And this, my friends, for the nth time, is why I say, when L. Ron
Hubbard appeared with his Dianetics in 1950 and challenged the mental health
establishment with a technology that, in spite of its exaggerations, was a
lot more humane and easier to practice that what was around at the time.
Hubbard at that time (excuse my hemorrhoids) did not go around attacking
mystical spiritual groups, to the best of my knowledge. That may have come
much later, but not then.
Now I hope I've made this point perfectly clear, and correctly
labeled the area and the field that I'm actually talking about, and it does
not go beyond that. OK? All right?
I myself, like many others, spent some time with Theosophy, enjoyed
reading the works of Yogananda and profited from them quite a bit, thought
the world of Krishnamurti, even got to liking Aldous Huxley, and felt that I
had authentically observed a flying saucer one evening (they seemed to be
more abundant in 1950) over the water near the Port of Miami, Florida. And I
certainly expected to find a civilization of possibly unpleasant folks living
inside the Earth, as well as enjoying an involvement with Mark Probert's
Borderland Research Associates; and in my spare time, through the services of
a trance medium, made acquaintanceship with a group called the Great White
Brotherhood, who were then located in a place called Sedelia, Colorado (I
think), high in the Rocky Mountains in the US. In 1952 I certainly got a
great deal out of Dianetics, both in giving it and receiving it, and I don't
care if it was invented by _______ _______ (you fill in the blank). I, and
many others, were inspired and helped, often by just reading the book and
even better doing some stuff with it. So that's all I'm talking about, and I
hope both my hemorrhoids and Hubbard will subside at the same time, producing
that wonderful feeling that comes when pain is replaced by pleasure.
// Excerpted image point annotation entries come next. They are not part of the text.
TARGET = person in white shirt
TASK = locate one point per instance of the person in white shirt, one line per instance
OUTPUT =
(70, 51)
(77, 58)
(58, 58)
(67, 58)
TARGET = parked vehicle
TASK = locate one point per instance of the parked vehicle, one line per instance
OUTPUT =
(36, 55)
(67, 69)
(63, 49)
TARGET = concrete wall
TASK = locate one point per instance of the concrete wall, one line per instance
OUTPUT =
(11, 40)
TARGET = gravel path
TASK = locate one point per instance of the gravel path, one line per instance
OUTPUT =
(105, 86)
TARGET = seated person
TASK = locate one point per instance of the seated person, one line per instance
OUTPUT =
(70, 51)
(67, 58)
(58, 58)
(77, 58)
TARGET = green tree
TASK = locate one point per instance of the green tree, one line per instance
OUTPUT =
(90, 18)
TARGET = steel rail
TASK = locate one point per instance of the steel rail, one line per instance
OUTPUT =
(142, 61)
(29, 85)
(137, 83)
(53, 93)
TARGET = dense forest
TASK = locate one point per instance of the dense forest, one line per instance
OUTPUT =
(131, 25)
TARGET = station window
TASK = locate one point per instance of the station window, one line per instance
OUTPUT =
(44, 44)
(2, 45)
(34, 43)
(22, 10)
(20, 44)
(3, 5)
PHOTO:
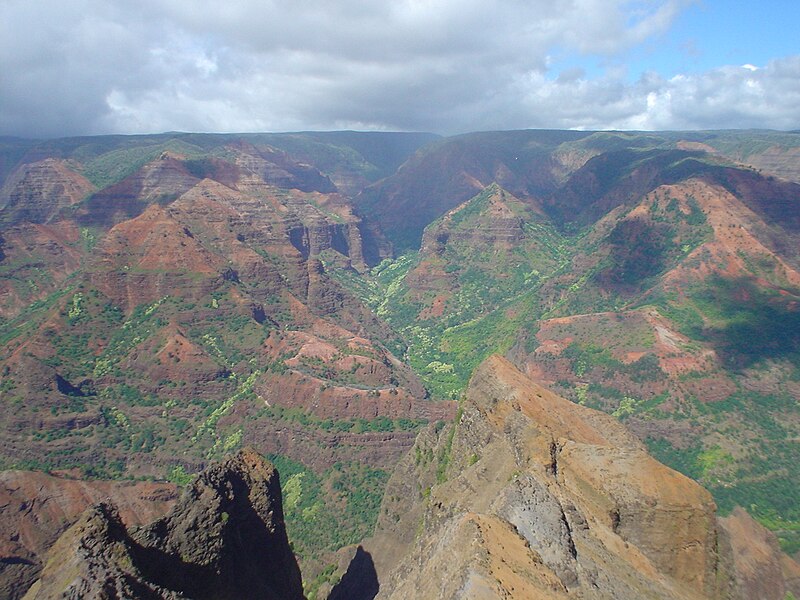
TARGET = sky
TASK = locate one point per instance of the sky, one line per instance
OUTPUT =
(85, 67)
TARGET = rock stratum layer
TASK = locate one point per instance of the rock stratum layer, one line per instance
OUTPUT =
(532, 496)
(224, 539)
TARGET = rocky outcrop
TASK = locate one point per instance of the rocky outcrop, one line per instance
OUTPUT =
(35, 508)
(531, 496)
(224, 539)
(36, 192)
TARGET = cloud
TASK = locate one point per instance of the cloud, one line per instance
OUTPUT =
(94, 66)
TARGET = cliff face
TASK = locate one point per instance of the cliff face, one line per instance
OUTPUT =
(224, 539)
(530, 495)
(36, 508)
(36, 192)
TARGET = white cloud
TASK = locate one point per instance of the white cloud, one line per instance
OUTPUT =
(96, 66)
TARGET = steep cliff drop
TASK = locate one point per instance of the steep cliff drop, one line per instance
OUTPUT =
(225, 539)
(528, 495)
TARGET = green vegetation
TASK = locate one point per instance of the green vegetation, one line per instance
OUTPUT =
(328, 510)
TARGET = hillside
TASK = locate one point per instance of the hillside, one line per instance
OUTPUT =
(324, 297)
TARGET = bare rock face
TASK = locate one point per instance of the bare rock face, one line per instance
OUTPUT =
(528, 495)
(35, 508)
(36, 192)
(224, 539)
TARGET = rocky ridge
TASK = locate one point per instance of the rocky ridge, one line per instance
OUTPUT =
(225, 538)
(532, 496)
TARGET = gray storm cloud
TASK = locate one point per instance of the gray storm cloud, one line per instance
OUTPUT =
(90, 66)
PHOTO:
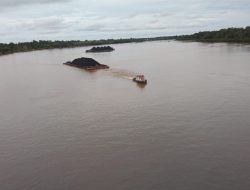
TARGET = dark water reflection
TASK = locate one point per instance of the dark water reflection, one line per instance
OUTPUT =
(65, 128)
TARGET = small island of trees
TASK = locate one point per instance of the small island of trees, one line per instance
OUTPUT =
(237, 35)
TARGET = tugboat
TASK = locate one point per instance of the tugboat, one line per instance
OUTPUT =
(140, 79)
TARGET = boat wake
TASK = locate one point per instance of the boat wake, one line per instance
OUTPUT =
(120, 73)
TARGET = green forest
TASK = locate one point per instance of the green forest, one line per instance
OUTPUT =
(241, 35)
(41, 45)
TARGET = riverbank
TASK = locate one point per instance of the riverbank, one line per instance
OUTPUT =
(11, 48)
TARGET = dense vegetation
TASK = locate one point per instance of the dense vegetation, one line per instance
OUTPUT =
(40, 45)
(241, 35)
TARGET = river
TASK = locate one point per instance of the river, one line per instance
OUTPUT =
(65, 128)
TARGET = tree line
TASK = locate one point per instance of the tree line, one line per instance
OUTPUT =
(41, 45)
(241, 35)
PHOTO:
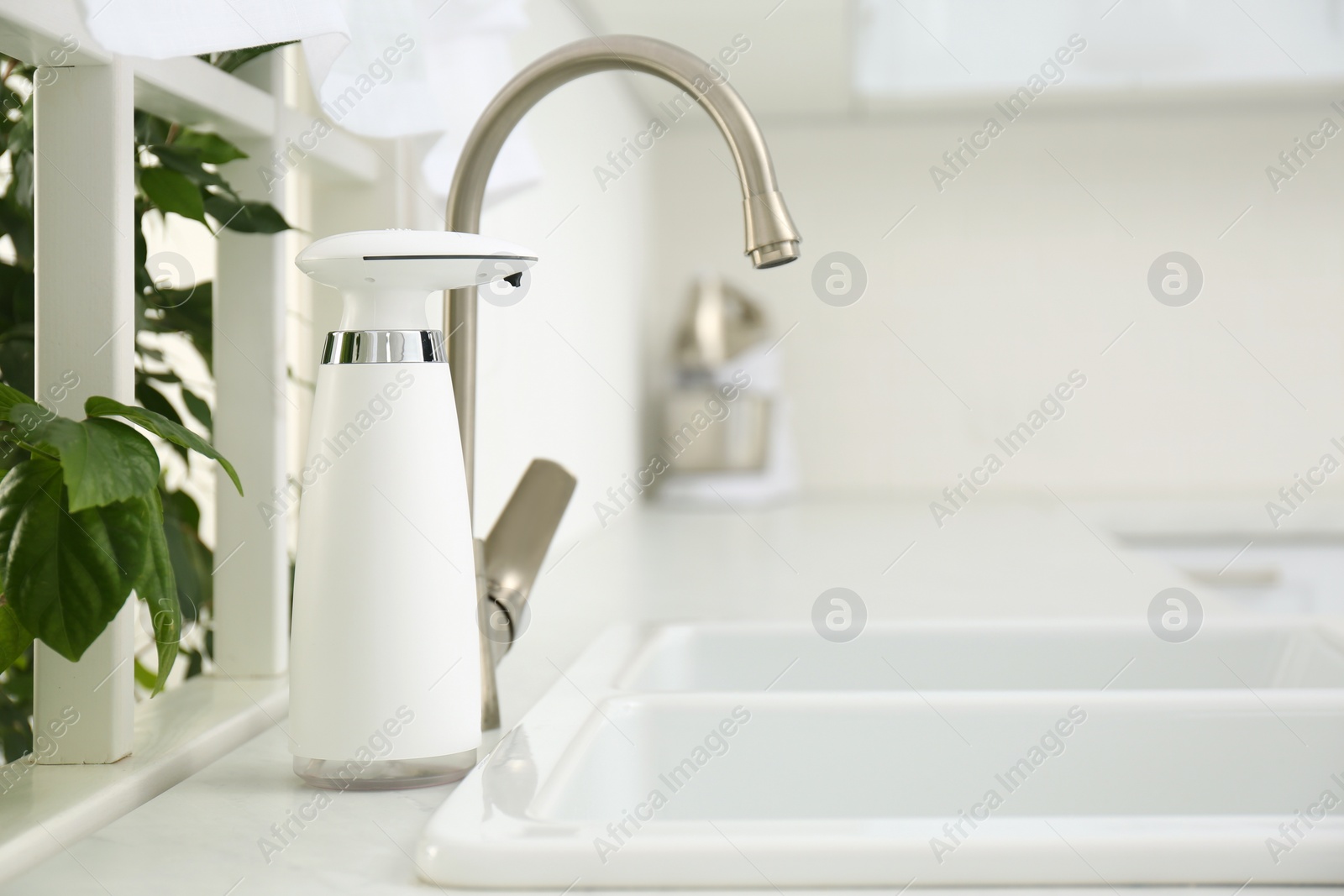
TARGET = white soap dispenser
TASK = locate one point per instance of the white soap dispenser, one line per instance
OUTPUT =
(385, 668)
And finally, I'd like to say that I love the IVy list and us folks that
haunt it, and I hope it goes on and on for a long, long time, and in case I
didn't make it clear, that includes Ken Urquhart, a treasured friend.
Goodbye and so long, and write soon if you find work.
>From the pen of the one I don't trust --
P.S. I'd like to really thank Julie (that's Julie Spickler) for making these
postings possible in a legible and mostly comprehensible form (thank the gods
for her English major!). She, of course, is the "J" in PJSpickler, and has
almost got me to the point of knowing when to put a period in a sentence, as
well as having a predicate and a subject.